| name | security-review |
| description | Dedicated security lens over a feature's changed code — read-only. Invoked by review-and-simplify, also usable standalone. |
security-review
When: invoked by review-and-simplify as one of its parallel lenses, on the feature's diff. Also usable standalone any time a focused security pass is needed.
Scope: the changed code only — the feature's tree-snapshot diff (git diff BASE_TREE HEAD_TREE, per subagent-driven-development's no-commit-rule snapshotting) or, if no snapshots exist, the working tree diff. Never the whole repo.
Output: findings by severity (Critical/Important/Minor) with file:line, reported inline. Makes NO edits.
Calibration
Same bands as the task-reviewer rubric in subagent-driven-development:
- Critical — exploitable or unsafe right now (hardcoded secret, missing authz check, injection-reachable input).
- Important — should fix before merge, not actively exploited yet (denylist instead of allowlist, missing input validation on a low-risk path).
- Minor — hardening, defense-in-depth, no current exposure.
Checklist
Walk every item against the diff:
- Hardcoded secrets/credentials/tokens. Grep the diff for API keys, passwords, connection strings, private keys. Also flag secrets leaked into log statements — a secret printed to a log is still a secret leak.
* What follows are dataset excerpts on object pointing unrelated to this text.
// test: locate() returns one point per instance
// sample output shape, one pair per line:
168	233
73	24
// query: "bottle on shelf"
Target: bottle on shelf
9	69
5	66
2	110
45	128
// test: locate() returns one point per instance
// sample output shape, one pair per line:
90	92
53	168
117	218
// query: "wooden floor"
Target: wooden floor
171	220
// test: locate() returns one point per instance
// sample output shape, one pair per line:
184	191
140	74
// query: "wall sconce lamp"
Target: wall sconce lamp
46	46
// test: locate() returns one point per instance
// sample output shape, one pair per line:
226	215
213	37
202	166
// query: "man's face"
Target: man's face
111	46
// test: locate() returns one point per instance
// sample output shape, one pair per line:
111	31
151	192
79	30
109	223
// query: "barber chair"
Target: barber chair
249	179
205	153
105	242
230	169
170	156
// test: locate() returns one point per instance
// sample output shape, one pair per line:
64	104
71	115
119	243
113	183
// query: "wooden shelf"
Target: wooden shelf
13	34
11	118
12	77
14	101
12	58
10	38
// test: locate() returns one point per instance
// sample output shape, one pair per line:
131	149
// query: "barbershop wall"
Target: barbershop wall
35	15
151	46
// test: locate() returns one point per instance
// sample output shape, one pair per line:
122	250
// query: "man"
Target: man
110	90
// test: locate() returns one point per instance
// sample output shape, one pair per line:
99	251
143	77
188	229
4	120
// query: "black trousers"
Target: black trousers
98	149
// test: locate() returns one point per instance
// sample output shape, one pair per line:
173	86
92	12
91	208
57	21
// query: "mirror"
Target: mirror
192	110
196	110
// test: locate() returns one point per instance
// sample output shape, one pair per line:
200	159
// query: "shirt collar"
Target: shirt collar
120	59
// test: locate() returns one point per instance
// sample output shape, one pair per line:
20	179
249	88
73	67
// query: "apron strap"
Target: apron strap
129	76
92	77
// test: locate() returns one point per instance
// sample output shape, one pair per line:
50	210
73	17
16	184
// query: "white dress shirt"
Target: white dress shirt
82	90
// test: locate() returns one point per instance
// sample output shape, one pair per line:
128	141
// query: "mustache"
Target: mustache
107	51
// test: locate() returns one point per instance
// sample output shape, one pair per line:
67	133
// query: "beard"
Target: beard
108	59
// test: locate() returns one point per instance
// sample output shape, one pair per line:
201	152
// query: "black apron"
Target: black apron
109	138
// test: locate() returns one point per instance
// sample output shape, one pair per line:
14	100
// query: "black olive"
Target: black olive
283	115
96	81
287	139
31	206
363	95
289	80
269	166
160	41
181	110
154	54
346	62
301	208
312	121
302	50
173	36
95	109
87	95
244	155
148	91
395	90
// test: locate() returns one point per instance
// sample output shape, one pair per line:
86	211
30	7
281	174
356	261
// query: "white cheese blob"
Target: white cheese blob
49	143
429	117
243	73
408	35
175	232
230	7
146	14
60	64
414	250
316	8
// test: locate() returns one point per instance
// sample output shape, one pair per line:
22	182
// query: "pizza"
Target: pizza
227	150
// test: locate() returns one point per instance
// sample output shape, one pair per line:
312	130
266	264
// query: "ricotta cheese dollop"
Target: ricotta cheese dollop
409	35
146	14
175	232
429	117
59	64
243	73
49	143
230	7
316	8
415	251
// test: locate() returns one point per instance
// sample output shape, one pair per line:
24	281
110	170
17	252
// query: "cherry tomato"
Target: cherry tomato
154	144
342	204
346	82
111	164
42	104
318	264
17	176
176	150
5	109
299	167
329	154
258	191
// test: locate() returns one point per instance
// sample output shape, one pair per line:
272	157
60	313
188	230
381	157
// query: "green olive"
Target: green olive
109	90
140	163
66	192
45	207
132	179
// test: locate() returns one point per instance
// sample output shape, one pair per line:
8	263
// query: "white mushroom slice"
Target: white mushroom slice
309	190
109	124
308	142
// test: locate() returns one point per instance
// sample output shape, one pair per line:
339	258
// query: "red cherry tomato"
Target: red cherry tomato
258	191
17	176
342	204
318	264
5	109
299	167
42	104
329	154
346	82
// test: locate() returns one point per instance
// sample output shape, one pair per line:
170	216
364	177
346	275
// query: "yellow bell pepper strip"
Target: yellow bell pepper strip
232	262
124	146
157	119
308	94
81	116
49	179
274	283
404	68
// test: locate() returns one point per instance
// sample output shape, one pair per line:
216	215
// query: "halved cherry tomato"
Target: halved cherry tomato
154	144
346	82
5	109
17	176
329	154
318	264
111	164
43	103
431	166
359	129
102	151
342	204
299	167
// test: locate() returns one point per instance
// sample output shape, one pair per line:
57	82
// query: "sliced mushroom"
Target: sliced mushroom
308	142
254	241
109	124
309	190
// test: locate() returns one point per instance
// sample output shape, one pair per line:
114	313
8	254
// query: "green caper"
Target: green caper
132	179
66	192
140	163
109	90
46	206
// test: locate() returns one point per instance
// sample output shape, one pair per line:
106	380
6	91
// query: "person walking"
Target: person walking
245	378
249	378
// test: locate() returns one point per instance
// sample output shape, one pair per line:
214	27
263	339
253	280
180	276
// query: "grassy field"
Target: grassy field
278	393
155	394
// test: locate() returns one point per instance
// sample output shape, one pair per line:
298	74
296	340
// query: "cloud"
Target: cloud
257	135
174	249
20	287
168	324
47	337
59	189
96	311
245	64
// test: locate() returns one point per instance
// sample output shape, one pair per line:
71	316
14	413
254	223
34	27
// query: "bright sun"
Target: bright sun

- Authorization/permission checks MUST allow-list the permitted value, never deny-list the known-bad. This is the keel's own security rule (see project
CLAUDE.md, ## Security): any check on a field like source, role, type, origin, createdVia, or userGroup that compares against a forbidden value (if (x === 'admin') throw) is a blacklist — new/unexpected values pass through silently. Flag every instance; the fix is if (x !== 'expected-value') throw or !allowedSet.has(x), with an enum preferred over a string literal.
- Input validation / injection. SQL built by string concatenation, shell commands built from unsanitized input, path segments taken from user input without normalization/containment (path traversal).
- SSRF / unvalidated outbound requests. Any outbound HTTP call whose host/URL is influenced by user input without an allowlist of permitted destinations.
- Unsafe crypto, weak randomness, predictable IDs.
Math.random() or similar for tokens/IDs/secrets, weak or homegrown hashing, predictable session/reset tokens.
- Dependency & supply-chain surface. New third-party dependencies, postinstall scripts, auto-updating plugins. For keel-style code specifically: flag any deviation from zero-dependency / no-python (Path A) — a new runtime dependency on an external plugin or interpreter is itself a finding.
Process
- Resolve the diff to review (tree-snapshot diff or working tree — see
subagent-driven-development's no-commit rule for how snapshots are taken).
- Walk the checklist above against every changed file.
- Report each finding as
file:line — severity — description — why it matters.
- Make no edits. If a finding requires a code change, hand it back to
fix-runner or implement-and-evaluate — this skill reviews, it does not patch.
Next: findings return to the orchestrator (review-and-simplify), which routes Critical/Important findings to fix-runner/implement-and-evaluate for remediation, then re-invokes this lens.